The track that came before
The Burnaby track exists because an older one did not survive. Before the wall inside the rec centre there was the China Creek Velodrome, an outdoor track built for the 1954 British Empire and Commonwealth Games and used from 1954 to 1980. It was open to the sky and the Vancouver rain, and it did not last: it was demolished to make room for Vancouver Community College's Broadway campus. Riders lost their oval, and for years the region had no proper track at all. The indoor track on Barnet Highway is the answer to that absence — the same sport, moved under a roof and up onto steeper boards, half a lifetime later.

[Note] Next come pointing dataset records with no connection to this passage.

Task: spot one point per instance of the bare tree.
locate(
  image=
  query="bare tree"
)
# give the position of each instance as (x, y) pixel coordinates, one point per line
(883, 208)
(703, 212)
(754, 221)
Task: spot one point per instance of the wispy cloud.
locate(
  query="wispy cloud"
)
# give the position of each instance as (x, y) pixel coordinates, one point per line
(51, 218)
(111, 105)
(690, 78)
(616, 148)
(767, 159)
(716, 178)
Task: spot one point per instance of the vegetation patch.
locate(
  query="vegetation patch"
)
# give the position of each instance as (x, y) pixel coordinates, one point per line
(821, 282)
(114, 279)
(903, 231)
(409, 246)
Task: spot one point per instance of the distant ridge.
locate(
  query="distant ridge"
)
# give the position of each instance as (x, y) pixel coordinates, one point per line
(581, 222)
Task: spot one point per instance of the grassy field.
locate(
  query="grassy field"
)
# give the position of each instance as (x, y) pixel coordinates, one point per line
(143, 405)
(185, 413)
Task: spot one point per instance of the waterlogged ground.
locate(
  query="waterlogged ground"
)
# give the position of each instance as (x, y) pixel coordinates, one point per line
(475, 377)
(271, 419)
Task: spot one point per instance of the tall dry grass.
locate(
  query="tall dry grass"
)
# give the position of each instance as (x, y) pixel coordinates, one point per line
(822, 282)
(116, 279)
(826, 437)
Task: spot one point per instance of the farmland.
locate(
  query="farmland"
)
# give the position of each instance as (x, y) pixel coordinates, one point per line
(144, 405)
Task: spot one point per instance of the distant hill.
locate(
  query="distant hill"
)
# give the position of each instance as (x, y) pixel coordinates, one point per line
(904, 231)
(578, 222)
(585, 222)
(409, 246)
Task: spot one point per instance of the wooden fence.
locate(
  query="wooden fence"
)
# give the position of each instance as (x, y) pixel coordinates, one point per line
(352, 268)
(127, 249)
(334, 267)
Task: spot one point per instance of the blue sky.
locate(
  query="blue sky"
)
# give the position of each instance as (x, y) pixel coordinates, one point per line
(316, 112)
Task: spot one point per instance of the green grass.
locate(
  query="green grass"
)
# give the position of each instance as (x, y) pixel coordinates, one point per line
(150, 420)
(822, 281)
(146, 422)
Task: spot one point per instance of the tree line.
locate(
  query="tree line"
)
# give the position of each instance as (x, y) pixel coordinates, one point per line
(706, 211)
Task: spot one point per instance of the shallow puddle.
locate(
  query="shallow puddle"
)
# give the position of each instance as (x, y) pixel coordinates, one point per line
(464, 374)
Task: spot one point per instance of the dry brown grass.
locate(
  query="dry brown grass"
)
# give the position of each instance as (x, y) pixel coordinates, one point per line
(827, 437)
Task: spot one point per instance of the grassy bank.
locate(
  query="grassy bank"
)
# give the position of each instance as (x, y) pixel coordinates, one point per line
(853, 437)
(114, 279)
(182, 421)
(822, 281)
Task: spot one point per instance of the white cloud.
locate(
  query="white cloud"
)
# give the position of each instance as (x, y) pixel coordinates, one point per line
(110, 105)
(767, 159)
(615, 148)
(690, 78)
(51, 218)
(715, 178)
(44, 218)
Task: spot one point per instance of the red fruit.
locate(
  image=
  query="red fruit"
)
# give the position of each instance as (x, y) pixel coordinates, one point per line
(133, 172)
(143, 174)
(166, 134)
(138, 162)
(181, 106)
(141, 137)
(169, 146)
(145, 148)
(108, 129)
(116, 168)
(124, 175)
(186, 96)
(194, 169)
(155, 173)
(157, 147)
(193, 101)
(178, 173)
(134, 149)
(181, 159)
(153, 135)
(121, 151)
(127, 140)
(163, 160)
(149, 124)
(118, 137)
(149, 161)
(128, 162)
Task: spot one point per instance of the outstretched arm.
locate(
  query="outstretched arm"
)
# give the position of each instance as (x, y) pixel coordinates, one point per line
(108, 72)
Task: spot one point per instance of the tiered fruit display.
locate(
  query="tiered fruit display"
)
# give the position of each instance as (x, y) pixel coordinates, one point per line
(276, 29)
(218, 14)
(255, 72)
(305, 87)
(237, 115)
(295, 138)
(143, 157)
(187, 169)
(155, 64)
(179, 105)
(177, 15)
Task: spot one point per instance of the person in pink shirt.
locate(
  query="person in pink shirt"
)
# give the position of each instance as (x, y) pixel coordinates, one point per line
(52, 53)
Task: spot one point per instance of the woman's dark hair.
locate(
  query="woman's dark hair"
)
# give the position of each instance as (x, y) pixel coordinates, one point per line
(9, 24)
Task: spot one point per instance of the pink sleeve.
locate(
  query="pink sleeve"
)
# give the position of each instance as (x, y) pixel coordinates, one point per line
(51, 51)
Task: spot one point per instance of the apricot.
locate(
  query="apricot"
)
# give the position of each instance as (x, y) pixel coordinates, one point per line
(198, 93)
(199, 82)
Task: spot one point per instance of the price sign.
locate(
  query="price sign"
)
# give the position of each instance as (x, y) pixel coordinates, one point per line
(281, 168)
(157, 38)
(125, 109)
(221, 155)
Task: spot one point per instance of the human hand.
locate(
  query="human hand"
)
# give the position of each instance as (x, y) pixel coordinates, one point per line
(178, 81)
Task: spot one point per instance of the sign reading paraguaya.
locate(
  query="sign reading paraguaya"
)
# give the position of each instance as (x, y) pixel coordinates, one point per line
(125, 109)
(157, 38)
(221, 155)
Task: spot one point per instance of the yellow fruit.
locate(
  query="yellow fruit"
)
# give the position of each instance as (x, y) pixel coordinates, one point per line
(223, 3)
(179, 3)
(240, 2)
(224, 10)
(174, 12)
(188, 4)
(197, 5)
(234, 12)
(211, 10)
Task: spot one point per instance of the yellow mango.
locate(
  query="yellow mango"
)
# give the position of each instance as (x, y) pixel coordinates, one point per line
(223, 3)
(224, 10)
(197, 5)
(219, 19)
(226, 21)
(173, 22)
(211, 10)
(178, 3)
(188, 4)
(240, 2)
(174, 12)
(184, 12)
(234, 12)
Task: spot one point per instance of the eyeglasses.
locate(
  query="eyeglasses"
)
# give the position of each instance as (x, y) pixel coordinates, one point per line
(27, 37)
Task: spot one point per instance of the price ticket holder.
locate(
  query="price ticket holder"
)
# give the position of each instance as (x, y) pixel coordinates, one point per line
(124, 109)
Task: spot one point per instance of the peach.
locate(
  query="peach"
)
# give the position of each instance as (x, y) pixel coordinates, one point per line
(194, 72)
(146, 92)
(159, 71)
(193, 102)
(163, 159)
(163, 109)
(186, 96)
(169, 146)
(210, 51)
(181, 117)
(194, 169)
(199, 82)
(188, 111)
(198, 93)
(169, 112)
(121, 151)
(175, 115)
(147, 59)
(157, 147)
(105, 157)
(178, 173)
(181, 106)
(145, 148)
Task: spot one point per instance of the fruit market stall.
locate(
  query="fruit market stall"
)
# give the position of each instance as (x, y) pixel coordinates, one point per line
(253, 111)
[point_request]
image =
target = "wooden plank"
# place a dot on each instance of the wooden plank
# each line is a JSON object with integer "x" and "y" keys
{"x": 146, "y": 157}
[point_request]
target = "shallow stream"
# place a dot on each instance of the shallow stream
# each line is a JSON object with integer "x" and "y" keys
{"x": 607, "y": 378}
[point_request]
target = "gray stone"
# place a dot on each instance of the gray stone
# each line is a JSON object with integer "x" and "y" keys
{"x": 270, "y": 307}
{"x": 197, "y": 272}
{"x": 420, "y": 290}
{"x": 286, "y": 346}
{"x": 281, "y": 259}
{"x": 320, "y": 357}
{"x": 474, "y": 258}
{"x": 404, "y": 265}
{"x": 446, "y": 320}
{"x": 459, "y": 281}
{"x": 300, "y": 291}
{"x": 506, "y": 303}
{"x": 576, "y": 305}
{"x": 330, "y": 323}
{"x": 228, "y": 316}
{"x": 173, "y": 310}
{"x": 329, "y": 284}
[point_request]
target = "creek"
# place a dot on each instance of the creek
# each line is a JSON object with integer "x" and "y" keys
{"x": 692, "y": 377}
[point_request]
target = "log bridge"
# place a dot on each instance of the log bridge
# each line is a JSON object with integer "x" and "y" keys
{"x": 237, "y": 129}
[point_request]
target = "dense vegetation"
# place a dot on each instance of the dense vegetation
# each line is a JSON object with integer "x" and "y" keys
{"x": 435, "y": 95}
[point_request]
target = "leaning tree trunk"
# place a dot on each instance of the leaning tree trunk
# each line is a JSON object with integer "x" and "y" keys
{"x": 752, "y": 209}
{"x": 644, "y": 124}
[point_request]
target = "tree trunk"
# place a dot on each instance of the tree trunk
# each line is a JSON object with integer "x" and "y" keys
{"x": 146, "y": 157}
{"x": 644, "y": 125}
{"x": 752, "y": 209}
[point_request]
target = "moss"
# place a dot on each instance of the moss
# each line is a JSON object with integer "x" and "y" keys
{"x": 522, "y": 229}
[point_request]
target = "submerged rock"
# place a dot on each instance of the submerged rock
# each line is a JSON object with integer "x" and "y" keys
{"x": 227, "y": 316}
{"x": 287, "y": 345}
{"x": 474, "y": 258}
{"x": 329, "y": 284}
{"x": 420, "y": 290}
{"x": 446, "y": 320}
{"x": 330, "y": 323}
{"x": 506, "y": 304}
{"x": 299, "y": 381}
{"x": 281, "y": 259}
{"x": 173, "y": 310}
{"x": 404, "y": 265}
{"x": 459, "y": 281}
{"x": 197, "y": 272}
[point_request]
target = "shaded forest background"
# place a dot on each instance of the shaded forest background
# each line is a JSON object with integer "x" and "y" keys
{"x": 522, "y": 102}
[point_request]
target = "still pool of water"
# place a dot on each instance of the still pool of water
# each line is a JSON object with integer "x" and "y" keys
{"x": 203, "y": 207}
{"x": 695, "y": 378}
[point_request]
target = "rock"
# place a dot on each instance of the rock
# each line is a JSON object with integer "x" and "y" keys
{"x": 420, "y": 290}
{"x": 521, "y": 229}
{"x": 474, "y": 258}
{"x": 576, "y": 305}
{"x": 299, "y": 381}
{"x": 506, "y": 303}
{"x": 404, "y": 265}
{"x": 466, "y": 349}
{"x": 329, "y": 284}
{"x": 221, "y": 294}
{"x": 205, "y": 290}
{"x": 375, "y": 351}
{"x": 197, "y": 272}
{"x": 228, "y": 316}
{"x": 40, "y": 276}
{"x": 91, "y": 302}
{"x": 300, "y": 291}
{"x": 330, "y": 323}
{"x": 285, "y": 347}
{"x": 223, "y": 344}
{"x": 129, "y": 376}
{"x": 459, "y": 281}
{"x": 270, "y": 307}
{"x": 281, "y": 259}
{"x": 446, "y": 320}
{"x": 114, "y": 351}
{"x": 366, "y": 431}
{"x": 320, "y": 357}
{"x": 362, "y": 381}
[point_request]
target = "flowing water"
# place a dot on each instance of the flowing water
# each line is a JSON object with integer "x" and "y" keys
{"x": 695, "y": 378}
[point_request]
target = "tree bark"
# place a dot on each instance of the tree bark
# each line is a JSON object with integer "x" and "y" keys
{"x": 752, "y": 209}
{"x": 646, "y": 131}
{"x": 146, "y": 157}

The names that have come through the place carry more weight than the plain building lets on. Brian Walton, Tanya Dubnicoff, Lori-Ann Muenzer and Mandy Poitras all trained or raced on this track — riders who went on to race at the top of the sport, learning the wall in a Burnaby corner first. The record does not tell us, in a single tidy line, how many local kids first pushed off from the rail and discovered the trick of the banking on the same boards. That part is quieter, and it is still happening on club nights.
What stays with you is the ordinariness of the wrapper. You could drive Barnet Highway a hundred times and file the sports centre under the same category as every other one — hockey, badminton, a snack bar. And inside, holding its breath, is a wooden wall you can walk up to and touch, steep as a staircase, waiting for someone fast enough to ride it.